Türkiye'nin üzerine çöken korku imparatorluğunu tekrar tekrar izah etmeye gerek var mı?..
Tek adam diktasının, bırakın siyaseti,günlük hayatımıza nasıl yansıdığının örneklerini bir daha sıralayalım mı?..
İşlenen anayasal suçları?..
Kanunların yok sayılamasını?..
Post modern sivil darbeleri?..
Vatana ihanet suçlarını?..
Yolsuzlukları,hırsızlıkları?..
Vatandaşın cebinden alınıp milletin anasına söven işadamlarının kasalarına doldurulan paraları?..

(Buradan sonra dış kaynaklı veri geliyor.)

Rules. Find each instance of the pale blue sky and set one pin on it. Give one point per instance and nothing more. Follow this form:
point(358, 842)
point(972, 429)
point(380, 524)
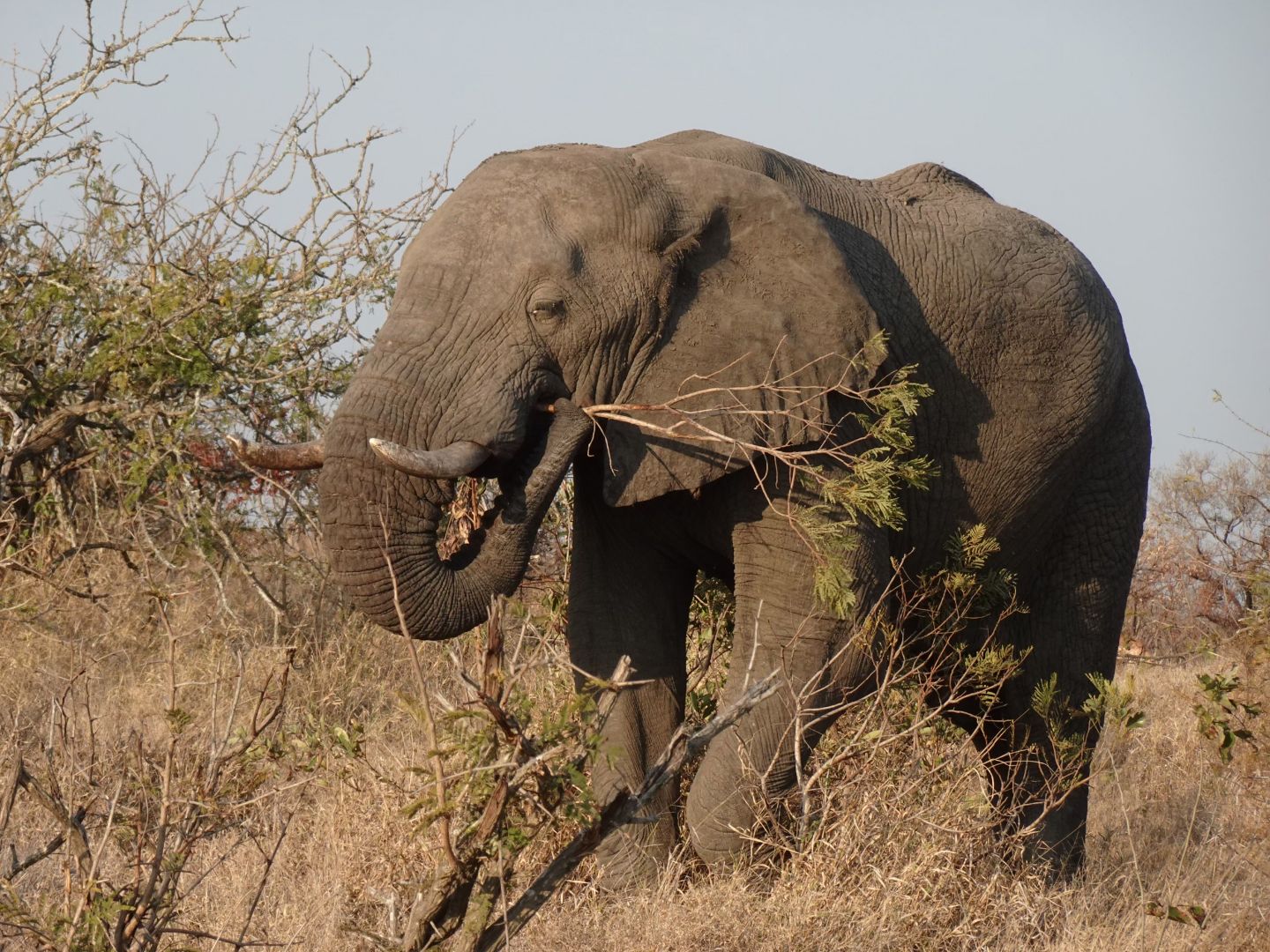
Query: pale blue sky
point(1139, 130)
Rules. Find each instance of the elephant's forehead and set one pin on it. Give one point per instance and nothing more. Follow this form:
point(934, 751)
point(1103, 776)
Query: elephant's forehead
point(571, 193)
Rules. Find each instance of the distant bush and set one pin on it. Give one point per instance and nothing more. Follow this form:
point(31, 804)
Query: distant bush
point(153, 312)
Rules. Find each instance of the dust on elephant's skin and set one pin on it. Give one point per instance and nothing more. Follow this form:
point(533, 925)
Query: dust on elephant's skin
point(580, 274)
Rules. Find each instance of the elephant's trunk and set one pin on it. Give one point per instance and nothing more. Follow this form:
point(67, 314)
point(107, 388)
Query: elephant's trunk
point(380, 528)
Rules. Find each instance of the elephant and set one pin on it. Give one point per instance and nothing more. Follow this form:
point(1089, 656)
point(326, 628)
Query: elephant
point(574, 276)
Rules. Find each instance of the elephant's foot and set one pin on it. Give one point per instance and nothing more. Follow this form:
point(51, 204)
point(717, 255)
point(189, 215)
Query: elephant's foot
point(728, 799)
point(635, 856)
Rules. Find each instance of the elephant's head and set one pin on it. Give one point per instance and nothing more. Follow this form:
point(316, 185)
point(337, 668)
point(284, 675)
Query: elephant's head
point(566, 277)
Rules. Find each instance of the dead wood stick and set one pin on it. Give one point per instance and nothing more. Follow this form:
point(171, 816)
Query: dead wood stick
point(623, 810)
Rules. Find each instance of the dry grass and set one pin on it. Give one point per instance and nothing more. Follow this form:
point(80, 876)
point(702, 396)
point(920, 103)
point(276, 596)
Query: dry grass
point(900, 859)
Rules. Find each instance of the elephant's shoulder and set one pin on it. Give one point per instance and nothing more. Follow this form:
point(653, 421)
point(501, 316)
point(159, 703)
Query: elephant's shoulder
point(929, 181)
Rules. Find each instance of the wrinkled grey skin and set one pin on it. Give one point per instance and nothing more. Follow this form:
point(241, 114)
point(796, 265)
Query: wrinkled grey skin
point(615, 274)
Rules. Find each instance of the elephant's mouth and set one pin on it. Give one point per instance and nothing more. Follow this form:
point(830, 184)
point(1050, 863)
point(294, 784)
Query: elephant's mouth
point(427, 591)
point(512, 476)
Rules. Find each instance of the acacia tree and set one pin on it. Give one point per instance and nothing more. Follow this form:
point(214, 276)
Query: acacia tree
point(161, 311)
point(1206, 554)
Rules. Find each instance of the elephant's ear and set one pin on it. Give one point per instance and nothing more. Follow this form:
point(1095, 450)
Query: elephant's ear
point(764, 323)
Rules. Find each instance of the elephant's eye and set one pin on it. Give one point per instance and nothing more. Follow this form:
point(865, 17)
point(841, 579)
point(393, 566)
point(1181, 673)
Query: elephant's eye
point(546, 309)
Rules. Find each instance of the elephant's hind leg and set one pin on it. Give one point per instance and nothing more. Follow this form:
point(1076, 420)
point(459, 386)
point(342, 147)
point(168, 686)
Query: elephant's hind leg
point(1076, 600)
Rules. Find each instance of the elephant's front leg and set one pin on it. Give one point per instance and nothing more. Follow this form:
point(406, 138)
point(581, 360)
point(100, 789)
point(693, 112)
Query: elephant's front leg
point(779, 628)
point(630, 596)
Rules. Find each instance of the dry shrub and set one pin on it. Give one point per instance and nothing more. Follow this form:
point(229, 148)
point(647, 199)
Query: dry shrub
point(898, 853)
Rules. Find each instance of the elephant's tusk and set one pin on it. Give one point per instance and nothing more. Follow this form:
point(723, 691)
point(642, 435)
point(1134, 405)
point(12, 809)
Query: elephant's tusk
point(447, 464)
point(285, 456)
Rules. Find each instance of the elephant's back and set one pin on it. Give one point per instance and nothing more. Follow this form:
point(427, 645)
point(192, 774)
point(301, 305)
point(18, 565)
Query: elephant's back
point(1012, 328)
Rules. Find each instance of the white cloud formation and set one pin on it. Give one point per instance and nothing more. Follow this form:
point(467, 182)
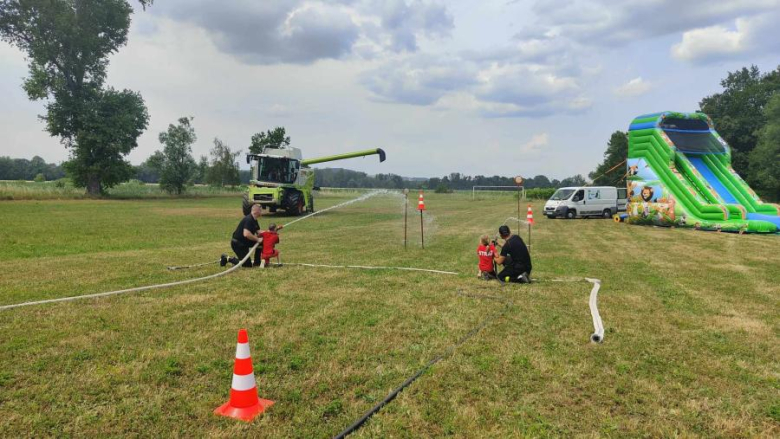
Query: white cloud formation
point(606, 22)
point(305, 31)
point(536, 143)
point(633, 88)
point(749, 36)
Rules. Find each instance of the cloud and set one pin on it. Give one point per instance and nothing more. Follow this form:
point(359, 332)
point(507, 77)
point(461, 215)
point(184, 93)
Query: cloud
point(536, 144)
point(605, 22)
point(633, 88)
point(750, 36)
point(303, 32)
point(479, 84)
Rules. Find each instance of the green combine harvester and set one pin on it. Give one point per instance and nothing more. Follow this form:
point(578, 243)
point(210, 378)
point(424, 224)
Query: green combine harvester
point(281, 179)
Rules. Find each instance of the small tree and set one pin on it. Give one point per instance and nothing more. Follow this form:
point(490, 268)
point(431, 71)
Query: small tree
point(765, 159)
point(175, 162)
point(224, 169)
point(617, 151)
point(270, 139)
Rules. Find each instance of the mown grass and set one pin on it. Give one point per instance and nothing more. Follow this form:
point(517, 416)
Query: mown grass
point(691, 318)
point(64, 190)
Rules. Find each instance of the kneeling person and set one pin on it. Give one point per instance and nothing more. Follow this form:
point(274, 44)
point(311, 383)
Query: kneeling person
point(514, 257)
point(244, 238)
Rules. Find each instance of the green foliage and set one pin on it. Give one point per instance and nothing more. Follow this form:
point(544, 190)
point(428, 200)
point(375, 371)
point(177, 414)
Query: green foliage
point(738, 111)
point(617, 151)
point(765, 159)
point(23, 169)
point(68, 44)
point(443, 189)
point(109, 130)
point(275, 139)
point(175, 162)
point(224, 169)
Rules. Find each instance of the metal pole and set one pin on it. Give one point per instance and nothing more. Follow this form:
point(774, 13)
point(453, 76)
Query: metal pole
point(406, 212)
point(422, 232)
point(529, 238)
point(518, 208)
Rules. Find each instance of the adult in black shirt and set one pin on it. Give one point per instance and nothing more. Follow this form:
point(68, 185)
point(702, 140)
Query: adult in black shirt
point(245, 237)
point(514, 257)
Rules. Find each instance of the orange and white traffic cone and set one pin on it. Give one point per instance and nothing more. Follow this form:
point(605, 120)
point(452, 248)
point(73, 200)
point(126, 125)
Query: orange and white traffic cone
point(244, 403)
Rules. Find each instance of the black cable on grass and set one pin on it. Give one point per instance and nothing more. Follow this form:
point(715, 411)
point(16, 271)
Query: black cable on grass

Biliyorum,gerek yok. Herkes, her kesim kendi payına düşeni alıyor. 14 yıldır muhalefetin alternatif üretemediği için, geçim derdine,can derdine düşürülen millet, kabuslar içinde hayata,vatan topraklarına bağlı yaşamaya çalışıyor. Çaresizce!..
Teslim olacağız mı?..
Hayır!..
Zaten, sarayda, dalkavukları da bunu gördü. Çok büyük telaş içindeler. Ahmet Davutoğlu'nun Başbakanlıktan azledilmesinin ardından yaşananlar ve havuz medyasından yapılan algı operasyonları sizi yılgınlığa düşürmesin. Sakın aldanmayın!.. Ülkücü irade önderliğinde Türk milletinin 15 Mayıs Pazar günü Ankara Esenboğa da düzenlediği büyük açık hava kurultayı çok korkuttu, çok tedirgin etti birilerini!..

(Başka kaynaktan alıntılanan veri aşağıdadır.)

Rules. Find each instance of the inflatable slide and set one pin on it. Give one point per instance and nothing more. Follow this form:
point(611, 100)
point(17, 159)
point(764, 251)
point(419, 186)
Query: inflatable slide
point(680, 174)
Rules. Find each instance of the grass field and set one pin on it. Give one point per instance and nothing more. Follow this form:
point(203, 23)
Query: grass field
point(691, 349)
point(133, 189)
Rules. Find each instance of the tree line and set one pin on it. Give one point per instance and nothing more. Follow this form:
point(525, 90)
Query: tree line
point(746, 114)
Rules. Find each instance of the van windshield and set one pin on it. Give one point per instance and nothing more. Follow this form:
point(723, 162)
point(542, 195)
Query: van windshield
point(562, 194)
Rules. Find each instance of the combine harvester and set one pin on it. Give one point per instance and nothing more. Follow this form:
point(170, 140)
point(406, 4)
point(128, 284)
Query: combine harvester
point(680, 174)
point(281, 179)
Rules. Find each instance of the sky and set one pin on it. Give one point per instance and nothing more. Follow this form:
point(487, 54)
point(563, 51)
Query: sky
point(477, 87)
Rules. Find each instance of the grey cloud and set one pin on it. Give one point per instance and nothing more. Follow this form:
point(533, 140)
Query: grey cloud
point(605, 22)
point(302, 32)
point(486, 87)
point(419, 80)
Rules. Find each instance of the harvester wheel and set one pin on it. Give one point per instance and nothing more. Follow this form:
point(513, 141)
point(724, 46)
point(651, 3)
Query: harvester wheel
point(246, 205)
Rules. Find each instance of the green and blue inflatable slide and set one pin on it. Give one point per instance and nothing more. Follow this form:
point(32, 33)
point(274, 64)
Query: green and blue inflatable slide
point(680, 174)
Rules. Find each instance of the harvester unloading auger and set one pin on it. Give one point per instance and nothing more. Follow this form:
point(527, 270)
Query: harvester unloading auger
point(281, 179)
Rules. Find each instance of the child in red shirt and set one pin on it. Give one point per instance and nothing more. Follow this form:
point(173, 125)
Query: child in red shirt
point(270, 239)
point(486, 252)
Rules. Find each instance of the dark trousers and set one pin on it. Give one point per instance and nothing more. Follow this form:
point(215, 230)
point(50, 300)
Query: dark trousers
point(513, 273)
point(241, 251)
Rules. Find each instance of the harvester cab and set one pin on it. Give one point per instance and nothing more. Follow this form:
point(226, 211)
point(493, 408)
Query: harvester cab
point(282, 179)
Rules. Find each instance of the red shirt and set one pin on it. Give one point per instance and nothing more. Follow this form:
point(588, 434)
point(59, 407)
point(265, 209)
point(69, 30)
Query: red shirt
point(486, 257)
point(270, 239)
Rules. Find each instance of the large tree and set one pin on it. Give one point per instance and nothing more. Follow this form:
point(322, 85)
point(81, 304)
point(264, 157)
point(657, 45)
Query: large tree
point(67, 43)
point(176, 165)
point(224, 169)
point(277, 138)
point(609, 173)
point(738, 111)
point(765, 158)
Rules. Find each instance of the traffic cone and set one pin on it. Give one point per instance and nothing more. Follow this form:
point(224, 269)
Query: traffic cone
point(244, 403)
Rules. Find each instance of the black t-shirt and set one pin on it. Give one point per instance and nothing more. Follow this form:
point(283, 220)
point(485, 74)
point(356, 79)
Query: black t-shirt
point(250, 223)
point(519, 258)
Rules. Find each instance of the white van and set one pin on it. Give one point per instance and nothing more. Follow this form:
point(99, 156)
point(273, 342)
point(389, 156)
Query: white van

Saray'dan Binali Yıldırım ile birlikte verilen ilk Bakanlar Kurulu, MGK fotoğraflarına da kanmayın. Dışarıya söylenenlerin, yapılan açıklamaların içerde konuşulanlar ile ilgili uzaktan yakından alakası yok. Başbakan Yardımcılarının görev alanları AKP olağanüstü kongresi öncesi kağıda yazılmıştı.. Numan Kurtulmuş masal okudu!.. Söylediklerindeki tek gerçek nokta, başkanlık sistemine geçmek için anayasa değişikliğindeki acelecilikleri. Koltuk değneklerindeki sıkıntılarda bunaltıyor onları!.. Odalara kapanıp, büyüyen dip dalgasını nasıl önleyebileceklerini, korku imparatorluğunu daha nasıl dehşet hale getirebileceklerini tasarlıyorlar.
Korku imparatorluğunun yıkılabileceğine dair Esenboğa Kurultayından atılan işaret fişeği fazlaca tedirgin etti biri ve birilerini!..

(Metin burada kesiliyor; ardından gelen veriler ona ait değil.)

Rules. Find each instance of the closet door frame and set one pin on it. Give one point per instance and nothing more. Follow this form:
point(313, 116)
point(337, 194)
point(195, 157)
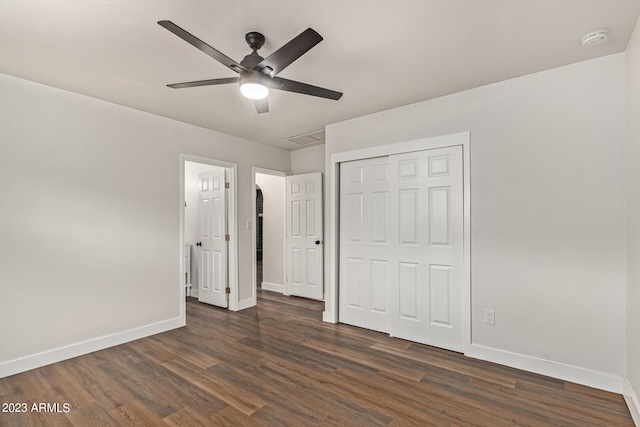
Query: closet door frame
point(459, 139)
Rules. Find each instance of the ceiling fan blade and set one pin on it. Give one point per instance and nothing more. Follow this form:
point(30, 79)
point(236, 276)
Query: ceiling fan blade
point(209, 82)
point(262, 105)
point(292, 86)
point(199, 44)
point(283, 57)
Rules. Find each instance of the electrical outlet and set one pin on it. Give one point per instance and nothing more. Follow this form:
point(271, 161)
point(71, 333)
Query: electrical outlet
point(489, 317)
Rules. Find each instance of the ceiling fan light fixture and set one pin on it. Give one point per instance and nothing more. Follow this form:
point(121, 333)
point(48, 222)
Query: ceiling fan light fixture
point(253, 89)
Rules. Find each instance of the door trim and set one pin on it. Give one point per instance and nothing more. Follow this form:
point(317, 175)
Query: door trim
point(232, 209)
point(462, 139)
point(254, 170)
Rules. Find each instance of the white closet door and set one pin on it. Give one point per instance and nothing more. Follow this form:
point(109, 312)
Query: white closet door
point(401, 246)
point(364, 243)
point(427, 259)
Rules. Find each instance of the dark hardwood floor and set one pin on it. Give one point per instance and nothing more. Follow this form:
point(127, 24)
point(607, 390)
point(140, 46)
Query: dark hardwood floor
point(279, 364)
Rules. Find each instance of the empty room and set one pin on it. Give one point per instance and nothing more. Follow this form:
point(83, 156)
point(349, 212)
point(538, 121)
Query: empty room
point(365, 213)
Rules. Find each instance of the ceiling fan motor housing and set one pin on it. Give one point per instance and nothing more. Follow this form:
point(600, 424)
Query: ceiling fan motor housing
point(255, 40)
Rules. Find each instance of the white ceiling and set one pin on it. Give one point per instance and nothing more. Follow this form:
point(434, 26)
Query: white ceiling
point(380, 53)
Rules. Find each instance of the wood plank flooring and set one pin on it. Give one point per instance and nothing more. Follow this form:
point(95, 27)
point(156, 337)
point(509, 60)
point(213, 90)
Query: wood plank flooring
point(278, 365)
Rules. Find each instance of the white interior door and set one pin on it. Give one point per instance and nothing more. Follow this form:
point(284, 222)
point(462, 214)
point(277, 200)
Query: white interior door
point(401, 246)
point(364, 243)
point(304, 237)
point(427, 303)
point(212, 246)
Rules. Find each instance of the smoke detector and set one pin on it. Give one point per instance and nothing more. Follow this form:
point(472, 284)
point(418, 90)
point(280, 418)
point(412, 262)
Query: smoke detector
point(595, 38)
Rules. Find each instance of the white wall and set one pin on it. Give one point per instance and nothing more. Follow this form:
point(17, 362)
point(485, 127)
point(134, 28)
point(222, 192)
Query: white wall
point(273, 192)
point(90, 220)
point(307, 160)
point(547, 211)
point(633, 222)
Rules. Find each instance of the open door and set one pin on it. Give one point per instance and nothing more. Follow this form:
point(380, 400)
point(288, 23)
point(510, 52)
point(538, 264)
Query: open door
point(304, 237)
point(212, 245)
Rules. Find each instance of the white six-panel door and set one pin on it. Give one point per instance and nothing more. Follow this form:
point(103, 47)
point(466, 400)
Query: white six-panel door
point(365, 270)
point(212, 245)
point(401, 246)
point(304, 245)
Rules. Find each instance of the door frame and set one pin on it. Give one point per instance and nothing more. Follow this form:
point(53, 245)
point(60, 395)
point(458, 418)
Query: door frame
point(232, 209)
point(254, 219)
point(330, 313)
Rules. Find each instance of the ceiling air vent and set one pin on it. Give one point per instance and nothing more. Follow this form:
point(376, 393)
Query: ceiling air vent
point(312, 138)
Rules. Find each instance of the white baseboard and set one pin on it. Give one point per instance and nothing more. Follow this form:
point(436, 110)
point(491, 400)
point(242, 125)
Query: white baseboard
point(273, 287)
point(245, 303)
point(632, 402)
point(329, 317)
point(588, 377)
point(27, 363)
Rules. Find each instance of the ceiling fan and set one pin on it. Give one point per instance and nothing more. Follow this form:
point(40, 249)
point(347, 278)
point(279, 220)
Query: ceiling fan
point(256, 74)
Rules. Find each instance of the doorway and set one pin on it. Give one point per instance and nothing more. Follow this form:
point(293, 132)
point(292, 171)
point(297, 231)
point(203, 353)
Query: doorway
point(269, 230)
point(192, 170)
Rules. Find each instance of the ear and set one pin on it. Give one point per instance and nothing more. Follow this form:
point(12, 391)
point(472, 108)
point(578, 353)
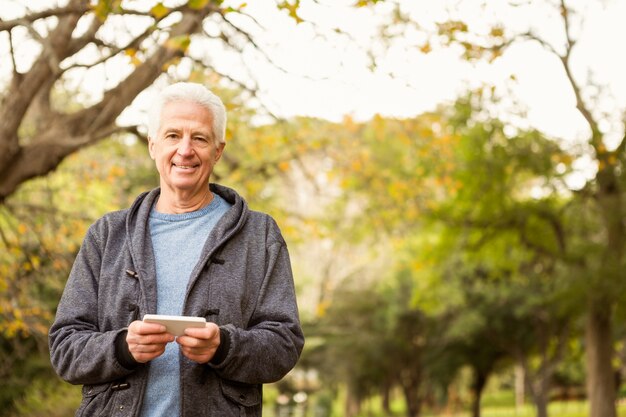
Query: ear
point(151, 147)
point(219, 151)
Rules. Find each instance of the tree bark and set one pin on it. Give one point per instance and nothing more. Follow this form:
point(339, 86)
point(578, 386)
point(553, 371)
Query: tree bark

İşte tam bu noktada, ezber bozan çıkışları ile milleti tekrar harekete geçiren toplum önderlerine naçizane bir kaç öneride bulunmak isterim;
Korku imparatorluğunun yıkılacağına dair destek ve kitleyi arttırmak için daha açık konuşun. Daha çok bağırın. Milletin değerlerini hep gözünde tutun ve sakın ha en ufak bir ıskalama yapmayın. Çünkü; karşınızda bu milletin sağduyusunu ve mukaddesatını kullanmakta ve istismar etmekte çok usta biri ve birileri var. Sürekli mağduriyet alanlarından faydalandıklarından ellerine yeni kozlar vermeyin.
Örnek mi istiyorsunuz?..
Reza Zarrab'ın ABD'de yargılanması... "Muhalif" diye adlandırılan bazı medya organlarında,sürekli işleniyor. Vay efendim!.. Zarrab'ın davasına bakan New York Güney bölgesi eyalet Savcısı Preet Bharara AKP'li Bakanları da davaya dahil etmiş. ABD'li savcı şöyle demiş, böyle yapmış; Emine Erdoğan'ın ismi de geçiyormuş.. Savcı Bharara'nın tivitleri, facebook sayfası... ABD savcısının keseceği cezalar!..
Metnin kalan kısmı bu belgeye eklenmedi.